Jacobs may have lacked the star power of Gates or even Ballmer, and the blogosphere was buzzing with Microsoft’s absence from CES. But the Qualcomm CEO offered a star-studded keynote, with Ballmer making a brief appearance to plug Microsoft’s new Windows RT and Windows 8 Phone product lines. Jacobs also called up Hollywood director Guillermo del Toro, of Hellboy, Pan’s Labyrinth and other films, who showed a clip of upcoming feature Pacific Rim, presented using a Snapdragon chip.
"Global mobile revenues are estimated to reach $1.5 trillion and that was last year, it will even be more this year, and that is about 2 percent of total GDP in the world,” said CEA President Gary Shapiro, who introduced Jacobs. “The momentum is absolutely incredible."
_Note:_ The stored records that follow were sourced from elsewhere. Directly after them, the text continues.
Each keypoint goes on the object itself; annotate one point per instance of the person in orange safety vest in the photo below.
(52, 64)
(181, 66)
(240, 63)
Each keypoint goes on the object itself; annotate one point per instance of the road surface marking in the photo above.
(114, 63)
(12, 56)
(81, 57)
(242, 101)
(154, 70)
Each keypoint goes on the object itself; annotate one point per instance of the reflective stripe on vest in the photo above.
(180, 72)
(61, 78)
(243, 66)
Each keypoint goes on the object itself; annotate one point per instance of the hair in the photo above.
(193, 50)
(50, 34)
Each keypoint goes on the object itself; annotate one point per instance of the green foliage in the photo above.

Meanwhile, at a session Monday, Mobile Future offered wireless highlights of 2012. Among them, at the Summer Olympics in London, Londoners “were asked to limit their tweets to urgent events lest wireless traffic crash the network,” and, at 31 million tweets, the presidential election was the most tweeted event in history. “Apple performed more like a country than a company,” the group said. “IPhone 5 sales could singlehandedly move the entire $15 trillion U.S. economy by up to half a percent. Apple sold more mobile devices in 2012 than they've sold computers, ever.”